Тем более кинохудожника, отражающего жизнь, замешанную на грязи и крови, в ее же формах? Может быть, ему следует разрушать ту убаюкивающую стабильность, к которой стремится общество. Как хорошо говорит Сеттембрини, один из героев Томаса Манна в «Волшебной горе»: «Надеюсь, вы ничего не имеете против злости, инженер? Я считаю, что она самое блестящее оружие разума против сил мрака и безобразия. Злость, сударь мой, это душа критики, а критика – источник развития и просвещения». Так что художник разрушает и хочет разрушить ту мертвящую стабильность, в которой живет общество, во имя движения к идеалу. Общество стремится к стабильности, а художник к бесконечности…

Художника занимает абсолютная истина – поэтому он видит намного вперед раньше других.

Ван Гог записал в своем дневнике: «Что же касается меня, то я знаю лишь одно: самое важное – это не уклоняться от своего долга и не идти ни на какие компромиссы там, где речь заходит о нем.

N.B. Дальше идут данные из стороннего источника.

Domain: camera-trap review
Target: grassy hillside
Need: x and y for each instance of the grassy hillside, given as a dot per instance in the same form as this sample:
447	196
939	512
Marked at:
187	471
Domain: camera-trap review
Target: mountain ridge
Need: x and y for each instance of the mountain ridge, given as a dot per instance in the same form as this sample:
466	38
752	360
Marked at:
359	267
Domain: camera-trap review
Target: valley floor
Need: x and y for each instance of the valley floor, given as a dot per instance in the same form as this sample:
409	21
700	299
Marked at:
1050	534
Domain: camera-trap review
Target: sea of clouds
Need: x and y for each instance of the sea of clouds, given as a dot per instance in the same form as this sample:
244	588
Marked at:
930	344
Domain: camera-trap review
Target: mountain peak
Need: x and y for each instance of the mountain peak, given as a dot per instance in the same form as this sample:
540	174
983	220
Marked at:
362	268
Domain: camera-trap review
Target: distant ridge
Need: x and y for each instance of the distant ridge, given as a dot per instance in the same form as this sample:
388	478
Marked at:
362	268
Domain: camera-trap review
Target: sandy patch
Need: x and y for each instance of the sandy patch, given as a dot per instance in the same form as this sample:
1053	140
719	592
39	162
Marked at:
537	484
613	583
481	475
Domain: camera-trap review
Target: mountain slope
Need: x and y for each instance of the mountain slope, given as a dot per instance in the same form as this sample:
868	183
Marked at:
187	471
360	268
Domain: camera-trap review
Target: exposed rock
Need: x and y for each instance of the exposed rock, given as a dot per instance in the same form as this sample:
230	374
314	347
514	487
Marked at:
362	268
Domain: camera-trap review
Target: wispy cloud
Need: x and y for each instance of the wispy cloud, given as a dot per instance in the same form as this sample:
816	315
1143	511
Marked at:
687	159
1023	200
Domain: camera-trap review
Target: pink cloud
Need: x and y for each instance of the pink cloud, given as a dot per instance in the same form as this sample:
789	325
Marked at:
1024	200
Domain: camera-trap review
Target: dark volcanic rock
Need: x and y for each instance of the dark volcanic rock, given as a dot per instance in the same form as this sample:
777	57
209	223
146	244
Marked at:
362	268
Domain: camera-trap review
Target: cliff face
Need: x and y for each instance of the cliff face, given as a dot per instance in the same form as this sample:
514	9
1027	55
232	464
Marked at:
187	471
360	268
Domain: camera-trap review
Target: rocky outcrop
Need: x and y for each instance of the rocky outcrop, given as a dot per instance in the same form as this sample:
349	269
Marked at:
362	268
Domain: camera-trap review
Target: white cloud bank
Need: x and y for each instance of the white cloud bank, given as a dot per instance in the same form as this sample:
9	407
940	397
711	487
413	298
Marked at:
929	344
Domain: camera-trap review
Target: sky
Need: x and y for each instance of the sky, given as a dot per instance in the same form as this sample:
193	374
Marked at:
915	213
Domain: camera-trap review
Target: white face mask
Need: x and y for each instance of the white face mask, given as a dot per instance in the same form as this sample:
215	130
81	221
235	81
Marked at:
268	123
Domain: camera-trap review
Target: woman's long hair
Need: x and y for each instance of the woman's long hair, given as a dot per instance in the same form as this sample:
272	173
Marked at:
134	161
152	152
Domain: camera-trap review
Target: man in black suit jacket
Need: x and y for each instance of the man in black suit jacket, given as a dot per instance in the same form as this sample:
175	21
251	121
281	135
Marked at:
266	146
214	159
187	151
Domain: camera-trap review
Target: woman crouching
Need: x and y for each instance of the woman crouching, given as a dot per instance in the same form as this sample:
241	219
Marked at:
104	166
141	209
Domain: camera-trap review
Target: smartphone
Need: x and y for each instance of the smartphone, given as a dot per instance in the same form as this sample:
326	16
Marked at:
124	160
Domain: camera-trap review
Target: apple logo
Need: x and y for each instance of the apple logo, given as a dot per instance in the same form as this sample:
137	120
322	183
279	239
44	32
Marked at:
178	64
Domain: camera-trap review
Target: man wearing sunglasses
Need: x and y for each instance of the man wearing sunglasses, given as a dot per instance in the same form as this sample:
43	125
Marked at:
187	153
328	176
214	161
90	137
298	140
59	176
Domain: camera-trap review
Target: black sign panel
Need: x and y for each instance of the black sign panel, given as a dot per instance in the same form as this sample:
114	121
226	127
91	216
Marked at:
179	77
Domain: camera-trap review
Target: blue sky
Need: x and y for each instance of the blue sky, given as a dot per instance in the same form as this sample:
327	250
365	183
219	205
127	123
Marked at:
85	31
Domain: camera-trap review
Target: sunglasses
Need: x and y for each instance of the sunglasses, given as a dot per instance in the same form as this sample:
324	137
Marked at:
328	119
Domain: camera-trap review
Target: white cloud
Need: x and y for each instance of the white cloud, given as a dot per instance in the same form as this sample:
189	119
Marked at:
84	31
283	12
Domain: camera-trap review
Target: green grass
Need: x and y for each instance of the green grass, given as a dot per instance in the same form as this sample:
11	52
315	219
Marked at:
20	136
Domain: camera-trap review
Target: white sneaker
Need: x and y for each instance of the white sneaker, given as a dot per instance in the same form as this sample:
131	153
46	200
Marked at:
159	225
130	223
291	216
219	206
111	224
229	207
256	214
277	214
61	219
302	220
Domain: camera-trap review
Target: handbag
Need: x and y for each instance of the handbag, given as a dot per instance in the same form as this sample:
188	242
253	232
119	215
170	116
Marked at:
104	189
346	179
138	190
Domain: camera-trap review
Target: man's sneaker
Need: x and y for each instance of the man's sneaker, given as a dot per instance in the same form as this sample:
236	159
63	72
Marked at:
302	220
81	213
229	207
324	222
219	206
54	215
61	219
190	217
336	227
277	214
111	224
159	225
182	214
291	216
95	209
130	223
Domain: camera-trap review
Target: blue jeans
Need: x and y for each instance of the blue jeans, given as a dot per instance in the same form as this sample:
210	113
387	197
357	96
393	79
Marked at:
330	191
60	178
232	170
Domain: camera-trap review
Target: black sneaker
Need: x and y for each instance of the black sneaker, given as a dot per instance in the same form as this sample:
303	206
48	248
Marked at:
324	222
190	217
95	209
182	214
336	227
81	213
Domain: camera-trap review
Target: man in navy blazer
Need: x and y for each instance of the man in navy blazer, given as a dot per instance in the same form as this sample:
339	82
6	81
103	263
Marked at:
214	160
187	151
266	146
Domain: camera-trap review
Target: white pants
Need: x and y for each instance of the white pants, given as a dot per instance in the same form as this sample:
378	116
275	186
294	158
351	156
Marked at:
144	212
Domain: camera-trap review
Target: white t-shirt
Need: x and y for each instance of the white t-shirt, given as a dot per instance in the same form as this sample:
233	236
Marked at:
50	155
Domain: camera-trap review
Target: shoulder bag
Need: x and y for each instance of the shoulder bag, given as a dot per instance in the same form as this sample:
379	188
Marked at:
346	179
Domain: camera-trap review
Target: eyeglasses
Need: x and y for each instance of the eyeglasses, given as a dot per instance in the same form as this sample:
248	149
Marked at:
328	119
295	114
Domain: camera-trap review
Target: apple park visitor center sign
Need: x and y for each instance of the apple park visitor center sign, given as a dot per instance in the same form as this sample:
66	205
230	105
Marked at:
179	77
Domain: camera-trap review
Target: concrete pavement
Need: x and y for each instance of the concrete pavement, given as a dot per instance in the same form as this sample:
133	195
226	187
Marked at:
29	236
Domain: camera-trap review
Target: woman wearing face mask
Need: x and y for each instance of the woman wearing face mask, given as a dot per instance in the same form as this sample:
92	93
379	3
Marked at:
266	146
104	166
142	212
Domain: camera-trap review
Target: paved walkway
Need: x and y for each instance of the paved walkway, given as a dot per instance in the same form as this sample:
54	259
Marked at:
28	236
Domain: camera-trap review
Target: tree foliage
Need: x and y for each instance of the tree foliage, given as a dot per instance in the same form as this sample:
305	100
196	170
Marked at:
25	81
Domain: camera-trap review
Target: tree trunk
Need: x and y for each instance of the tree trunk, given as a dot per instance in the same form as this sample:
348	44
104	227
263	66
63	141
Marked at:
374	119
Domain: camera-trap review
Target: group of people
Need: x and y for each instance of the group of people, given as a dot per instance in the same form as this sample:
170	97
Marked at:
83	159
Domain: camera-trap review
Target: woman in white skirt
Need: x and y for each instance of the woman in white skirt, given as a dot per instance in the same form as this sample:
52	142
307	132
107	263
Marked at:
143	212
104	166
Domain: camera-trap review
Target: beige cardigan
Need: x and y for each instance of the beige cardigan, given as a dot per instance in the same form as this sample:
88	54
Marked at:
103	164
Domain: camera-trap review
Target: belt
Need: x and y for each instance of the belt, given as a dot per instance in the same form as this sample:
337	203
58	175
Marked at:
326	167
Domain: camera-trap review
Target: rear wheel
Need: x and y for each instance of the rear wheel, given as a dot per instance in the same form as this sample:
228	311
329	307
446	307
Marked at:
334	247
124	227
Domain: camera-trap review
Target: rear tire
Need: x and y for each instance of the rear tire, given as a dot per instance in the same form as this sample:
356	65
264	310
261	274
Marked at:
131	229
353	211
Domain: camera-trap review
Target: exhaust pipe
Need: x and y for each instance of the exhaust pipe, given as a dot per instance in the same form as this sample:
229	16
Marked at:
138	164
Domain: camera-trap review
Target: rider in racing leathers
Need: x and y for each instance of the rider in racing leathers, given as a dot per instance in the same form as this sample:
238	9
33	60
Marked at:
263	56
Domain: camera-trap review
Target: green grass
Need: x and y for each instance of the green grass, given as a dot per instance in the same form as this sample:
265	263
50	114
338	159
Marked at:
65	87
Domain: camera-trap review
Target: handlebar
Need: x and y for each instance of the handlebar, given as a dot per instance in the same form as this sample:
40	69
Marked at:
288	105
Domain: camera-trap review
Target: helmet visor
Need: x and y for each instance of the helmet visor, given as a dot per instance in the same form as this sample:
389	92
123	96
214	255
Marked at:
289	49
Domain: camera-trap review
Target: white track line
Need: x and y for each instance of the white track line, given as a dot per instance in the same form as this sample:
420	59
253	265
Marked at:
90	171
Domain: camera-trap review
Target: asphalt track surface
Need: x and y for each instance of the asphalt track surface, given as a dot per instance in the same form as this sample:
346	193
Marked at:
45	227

Долг есть нечто абсолютное».

А последствия? Мы отвечаем не за них, а за сделанный нами выбор – выполнять или не выполнять свой долг. Эта точка зрения противоположна расхожему уверению, что цель якобы оправдывает средства. Мои средства определяются пониманием своей судьбы, предлагающей мне ту чашу, которая меня не минует, – следовательно ее надо испить…

Счастье… это такая штука, которая от нас не зависит, но намерение следовать велениям своей совести зависит только от нас.

Я всегда считал, что искусство должно нести в себе тоску по идеалу. Ведь искусство не поучает – оно облагораживающе действует на человека самим фактом своего присутствия. Оно должно поселять в человеке надежду и веру. Но оно не может быть нравоучением – иначе оно перестанет быть искусством. Даже Толстой менее всего убедителен тогда, когда пытается проиллюстрировать в своих романах собственную тезу, что порок наказан, а добродетель торжествует. Искусство становится беспомощным, когда пытается что-то доказать. И там, где Толстой не пытается подводить итоги, расставлять все по своим местам, а просто пишет, пишет и пишет, ощущая связь с Землей, любовь к людям, – тогда он становится неотразимо убедительным. Когда он подобно маньяку не может оторваться от листа бумаги, эти страницы совершенно неизъяснимым образом трогают душу. И мы, закрывая книгу, встаем из-за стола совершенно другими, изменившимися, обновленными, с ощущением того, что прикоснулись к чему-то высокому и, кажется, поняли, ради чего мы живем.